Seiichi TENPAKU and Tatsuya HIRAHARA
A glottal waveform model for high
quality speech synthesis
Abstract:A new glottal waveform model for high quality speech synthesis is
proposed and the results of the perceptual evaluations for synthesized
speech using the proposed model and other models are compared. The
proposed glottal waveform model consists of two parts; a waveform
generator and a spectrum shaping filter. A third order polynomial,
whose coefficients are determined by combinations of open quotient
(OQ), speed quotient (SQ), amplitude of voicing (AV) and fundamental
frequency (F0), is used for the waveform generator. A second order
infinite impulse response (IIR) filter, which is designed to control the
spectral tilt and the relative amplitudes of lower harmonic components
using two parameters, serves as the spectrum shaping filter. Thus, the
parameters have a direct effect on the waveform and its spectral shape.
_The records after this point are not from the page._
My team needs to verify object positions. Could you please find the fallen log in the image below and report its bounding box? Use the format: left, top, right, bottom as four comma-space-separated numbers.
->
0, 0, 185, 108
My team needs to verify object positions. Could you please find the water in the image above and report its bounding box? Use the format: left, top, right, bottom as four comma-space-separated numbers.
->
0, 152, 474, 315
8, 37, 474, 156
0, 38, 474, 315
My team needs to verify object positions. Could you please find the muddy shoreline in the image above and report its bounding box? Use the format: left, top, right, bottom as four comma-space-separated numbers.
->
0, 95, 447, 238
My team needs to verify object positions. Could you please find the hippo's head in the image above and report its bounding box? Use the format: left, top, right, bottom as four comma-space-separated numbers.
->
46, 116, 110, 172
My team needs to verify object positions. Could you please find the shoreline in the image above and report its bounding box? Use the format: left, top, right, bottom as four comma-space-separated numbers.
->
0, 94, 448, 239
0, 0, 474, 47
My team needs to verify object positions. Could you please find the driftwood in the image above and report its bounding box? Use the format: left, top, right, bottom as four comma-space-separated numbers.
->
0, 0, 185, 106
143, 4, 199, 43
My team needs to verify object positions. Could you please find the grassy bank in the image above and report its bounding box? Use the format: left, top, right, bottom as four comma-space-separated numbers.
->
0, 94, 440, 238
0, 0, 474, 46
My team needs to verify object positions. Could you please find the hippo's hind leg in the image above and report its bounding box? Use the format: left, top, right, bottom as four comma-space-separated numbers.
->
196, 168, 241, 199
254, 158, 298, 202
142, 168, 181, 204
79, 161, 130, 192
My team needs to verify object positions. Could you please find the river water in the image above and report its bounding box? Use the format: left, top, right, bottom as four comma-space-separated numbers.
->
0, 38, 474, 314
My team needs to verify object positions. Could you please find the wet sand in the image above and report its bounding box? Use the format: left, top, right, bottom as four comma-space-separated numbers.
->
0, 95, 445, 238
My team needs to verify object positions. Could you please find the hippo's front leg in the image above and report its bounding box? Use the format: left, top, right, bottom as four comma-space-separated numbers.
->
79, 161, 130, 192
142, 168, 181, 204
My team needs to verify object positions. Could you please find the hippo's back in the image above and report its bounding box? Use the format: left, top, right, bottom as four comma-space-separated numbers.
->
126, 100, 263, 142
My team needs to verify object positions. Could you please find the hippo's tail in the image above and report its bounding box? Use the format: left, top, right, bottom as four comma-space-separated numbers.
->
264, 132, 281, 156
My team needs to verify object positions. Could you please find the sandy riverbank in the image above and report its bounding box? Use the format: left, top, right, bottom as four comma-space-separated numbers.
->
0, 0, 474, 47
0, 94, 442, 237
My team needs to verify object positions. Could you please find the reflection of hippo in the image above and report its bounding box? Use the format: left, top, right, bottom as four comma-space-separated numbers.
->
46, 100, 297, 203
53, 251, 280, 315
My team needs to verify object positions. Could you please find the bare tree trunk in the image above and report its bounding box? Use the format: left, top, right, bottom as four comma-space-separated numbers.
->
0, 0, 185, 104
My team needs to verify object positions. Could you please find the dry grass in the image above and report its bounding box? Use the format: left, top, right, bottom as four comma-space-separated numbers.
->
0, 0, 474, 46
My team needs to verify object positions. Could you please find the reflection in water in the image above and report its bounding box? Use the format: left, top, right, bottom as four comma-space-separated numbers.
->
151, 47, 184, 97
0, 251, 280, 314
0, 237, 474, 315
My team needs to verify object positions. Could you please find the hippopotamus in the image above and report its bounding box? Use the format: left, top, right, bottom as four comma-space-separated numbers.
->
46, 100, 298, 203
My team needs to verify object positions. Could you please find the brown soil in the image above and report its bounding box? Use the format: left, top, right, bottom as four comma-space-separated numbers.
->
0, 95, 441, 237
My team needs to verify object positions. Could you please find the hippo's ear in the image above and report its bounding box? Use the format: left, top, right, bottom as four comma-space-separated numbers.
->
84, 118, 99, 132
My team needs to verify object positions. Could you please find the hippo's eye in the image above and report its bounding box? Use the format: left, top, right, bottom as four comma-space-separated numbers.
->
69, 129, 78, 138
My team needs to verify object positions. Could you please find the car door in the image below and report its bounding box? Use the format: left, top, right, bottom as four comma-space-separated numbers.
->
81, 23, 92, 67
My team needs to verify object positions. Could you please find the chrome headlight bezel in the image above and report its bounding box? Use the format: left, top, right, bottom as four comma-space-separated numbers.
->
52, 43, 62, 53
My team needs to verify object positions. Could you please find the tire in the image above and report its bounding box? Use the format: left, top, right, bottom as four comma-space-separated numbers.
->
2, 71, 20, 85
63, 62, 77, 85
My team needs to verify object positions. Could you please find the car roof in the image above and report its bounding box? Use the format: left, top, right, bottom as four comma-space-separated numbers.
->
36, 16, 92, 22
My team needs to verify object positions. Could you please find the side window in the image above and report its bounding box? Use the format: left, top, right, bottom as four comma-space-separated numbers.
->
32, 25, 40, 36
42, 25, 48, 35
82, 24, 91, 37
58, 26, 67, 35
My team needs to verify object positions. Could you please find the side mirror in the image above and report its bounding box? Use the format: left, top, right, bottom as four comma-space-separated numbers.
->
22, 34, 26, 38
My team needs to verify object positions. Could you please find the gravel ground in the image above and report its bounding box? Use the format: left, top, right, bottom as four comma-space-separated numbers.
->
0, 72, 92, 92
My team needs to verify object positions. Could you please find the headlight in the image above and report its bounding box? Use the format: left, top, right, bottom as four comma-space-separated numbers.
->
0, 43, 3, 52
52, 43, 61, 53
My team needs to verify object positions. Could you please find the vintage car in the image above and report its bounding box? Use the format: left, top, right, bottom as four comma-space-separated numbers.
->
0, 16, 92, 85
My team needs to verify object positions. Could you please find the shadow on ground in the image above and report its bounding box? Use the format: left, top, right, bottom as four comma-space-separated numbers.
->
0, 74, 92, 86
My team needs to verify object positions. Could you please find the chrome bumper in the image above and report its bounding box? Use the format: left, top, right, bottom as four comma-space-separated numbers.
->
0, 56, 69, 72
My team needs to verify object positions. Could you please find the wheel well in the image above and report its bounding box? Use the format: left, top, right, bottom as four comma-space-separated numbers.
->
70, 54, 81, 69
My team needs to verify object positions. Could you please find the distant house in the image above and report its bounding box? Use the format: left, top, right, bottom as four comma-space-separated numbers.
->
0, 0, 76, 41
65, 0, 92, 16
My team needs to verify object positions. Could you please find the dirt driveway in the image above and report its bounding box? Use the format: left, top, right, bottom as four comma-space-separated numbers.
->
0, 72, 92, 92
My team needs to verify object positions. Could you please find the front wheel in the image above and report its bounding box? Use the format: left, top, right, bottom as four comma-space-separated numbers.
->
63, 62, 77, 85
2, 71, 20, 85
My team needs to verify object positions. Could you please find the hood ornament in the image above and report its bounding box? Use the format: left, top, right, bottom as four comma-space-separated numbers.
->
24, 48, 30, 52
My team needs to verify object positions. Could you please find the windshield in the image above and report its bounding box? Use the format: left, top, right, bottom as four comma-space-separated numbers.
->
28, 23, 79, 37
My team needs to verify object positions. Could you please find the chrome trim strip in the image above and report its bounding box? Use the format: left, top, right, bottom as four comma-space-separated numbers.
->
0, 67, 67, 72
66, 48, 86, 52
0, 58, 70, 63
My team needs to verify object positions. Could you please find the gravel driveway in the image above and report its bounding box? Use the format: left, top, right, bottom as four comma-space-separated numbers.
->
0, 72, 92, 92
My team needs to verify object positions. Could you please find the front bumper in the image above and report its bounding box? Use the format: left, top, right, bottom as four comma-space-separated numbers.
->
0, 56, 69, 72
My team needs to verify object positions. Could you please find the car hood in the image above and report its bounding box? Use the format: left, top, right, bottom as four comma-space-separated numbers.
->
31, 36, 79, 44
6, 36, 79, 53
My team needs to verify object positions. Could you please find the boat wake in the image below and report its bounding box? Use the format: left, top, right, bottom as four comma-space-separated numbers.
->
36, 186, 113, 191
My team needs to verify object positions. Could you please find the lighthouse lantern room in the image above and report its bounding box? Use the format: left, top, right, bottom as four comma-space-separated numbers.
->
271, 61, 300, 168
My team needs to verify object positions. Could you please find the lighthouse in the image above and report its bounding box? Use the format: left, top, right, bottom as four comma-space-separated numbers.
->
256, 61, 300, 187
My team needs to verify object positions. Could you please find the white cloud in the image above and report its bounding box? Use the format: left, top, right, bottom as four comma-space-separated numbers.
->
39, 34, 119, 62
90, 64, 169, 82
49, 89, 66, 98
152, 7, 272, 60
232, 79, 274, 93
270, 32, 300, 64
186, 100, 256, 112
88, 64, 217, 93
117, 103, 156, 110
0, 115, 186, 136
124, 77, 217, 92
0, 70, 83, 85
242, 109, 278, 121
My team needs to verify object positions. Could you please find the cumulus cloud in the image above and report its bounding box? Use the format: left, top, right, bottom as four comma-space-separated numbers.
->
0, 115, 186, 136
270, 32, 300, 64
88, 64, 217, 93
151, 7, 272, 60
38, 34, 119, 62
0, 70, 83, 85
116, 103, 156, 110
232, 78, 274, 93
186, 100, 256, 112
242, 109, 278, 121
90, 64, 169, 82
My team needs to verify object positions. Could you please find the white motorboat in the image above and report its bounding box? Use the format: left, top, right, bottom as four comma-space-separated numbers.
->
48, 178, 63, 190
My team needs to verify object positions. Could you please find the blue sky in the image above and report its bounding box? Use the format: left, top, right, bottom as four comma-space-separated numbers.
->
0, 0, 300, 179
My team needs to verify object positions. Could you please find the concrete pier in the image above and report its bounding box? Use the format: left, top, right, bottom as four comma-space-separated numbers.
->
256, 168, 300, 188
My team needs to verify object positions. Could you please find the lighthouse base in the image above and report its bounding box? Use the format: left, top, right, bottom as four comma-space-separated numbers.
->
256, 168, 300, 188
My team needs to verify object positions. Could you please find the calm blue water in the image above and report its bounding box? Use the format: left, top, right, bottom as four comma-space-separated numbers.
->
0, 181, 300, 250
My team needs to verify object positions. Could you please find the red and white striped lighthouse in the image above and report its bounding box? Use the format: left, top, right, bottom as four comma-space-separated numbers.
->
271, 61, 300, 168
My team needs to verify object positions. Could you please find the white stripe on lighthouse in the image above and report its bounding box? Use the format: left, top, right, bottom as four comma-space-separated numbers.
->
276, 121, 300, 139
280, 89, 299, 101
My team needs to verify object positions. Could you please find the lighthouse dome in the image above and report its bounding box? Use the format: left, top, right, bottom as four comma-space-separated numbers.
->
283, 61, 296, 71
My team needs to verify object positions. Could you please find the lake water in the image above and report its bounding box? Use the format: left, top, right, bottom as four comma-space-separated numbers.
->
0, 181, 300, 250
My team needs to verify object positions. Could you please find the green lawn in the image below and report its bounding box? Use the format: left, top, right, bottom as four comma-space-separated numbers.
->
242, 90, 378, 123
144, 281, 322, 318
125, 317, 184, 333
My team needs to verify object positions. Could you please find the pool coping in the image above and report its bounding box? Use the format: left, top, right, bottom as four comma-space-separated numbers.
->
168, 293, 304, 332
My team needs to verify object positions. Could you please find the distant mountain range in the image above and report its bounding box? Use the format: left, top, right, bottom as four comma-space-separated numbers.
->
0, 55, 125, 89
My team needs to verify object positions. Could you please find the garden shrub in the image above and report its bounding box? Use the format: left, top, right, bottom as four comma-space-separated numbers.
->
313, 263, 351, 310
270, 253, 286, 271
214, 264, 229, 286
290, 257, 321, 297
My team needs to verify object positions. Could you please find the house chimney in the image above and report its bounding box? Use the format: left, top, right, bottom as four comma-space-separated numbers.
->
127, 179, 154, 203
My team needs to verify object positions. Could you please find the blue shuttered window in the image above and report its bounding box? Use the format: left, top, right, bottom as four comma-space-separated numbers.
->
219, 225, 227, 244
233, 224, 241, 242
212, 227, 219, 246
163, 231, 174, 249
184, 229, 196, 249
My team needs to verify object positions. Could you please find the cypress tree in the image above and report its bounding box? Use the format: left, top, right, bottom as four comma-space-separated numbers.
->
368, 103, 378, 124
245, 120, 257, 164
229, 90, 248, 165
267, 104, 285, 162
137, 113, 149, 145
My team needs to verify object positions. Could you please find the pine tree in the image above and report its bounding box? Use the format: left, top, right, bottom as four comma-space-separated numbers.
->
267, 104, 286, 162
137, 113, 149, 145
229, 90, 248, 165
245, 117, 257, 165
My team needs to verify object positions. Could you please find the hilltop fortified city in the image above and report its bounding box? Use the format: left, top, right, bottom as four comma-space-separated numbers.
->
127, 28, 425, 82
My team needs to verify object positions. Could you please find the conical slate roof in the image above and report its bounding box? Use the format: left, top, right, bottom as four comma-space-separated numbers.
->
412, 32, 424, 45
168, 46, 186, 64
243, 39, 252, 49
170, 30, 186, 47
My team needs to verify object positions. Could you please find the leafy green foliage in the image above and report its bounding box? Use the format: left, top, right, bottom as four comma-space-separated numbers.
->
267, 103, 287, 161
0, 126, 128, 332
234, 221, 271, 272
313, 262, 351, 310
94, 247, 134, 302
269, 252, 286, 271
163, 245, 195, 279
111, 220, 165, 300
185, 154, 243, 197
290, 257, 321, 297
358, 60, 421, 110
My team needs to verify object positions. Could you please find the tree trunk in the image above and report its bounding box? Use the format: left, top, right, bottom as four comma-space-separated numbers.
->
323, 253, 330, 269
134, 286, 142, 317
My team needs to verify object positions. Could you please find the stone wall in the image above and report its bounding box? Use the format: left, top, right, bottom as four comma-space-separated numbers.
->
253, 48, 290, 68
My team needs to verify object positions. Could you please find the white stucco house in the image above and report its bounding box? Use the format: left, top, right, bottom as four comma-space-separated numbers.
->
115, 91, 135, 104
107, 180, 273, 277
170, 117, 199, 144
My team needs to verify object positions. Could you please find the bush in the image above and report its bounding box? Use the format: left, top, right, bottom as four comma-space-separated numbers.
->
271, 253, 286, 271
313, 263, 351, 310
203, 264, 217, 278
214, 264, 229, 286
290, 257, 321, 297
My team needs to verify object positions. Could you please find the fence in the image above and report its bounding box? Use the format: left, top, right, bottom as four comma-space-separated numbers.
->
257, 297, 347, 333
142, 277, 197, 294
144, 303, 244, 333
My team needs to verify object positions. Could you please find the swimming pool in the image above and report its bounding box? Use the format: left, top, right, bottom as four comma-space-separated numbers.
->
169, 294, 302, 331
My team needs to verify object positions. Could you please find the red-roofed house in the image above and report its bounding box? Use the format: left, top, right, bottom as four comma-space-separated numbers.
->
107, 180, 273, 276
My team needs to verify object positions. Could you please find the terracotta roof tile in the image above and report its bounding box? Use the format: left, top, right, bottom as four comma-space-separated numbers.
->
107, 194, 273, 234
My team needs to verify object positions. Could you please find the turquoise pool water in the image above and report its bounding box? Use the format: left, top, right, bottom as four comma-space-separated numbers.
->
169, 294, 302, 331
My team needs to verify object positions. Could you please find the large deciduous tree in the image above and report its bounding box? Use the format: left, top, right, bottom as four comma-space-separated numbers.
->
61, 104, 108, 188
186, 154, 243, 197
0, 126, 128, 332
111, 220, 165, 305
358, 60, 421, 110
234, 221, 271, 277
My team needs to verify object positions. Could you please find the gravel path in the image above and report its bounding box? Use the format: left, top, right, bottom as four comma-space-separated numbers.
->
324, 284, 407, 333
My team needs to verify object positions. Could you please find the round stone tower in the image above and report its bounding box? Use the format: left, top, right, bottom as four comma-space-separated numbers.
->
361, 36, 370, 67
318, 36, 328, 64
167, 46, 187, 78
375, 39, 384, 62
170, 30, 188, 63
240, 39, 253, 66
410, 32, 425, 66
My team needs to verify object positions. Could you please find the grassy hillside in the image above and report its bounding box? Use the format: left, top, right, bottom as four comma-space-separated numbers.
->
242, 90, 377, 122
Using three kinds of information (F0, power and formant) extracted from
the 8 different Japanese words produced by two professional announcers
(one male and one female), 80 synthesized speech stimuli were prepared
for preference tests. The stimuli were generated by cascade formant
synthesizer using 5 different glottal waveform models: the proposed
model, Fant's model [Fant, Liljencrants & Lin, 1985], Fujisaki's model
[Fujisaki & Ljungqvist, 1986], Klatt's model [Klatt, 1980] and Rosenberg's
model [Rosenberg, 1971]. Results of the preference tests with 20 subjects
by the proposed model are as good as those of the Fant and Fujisaki
models.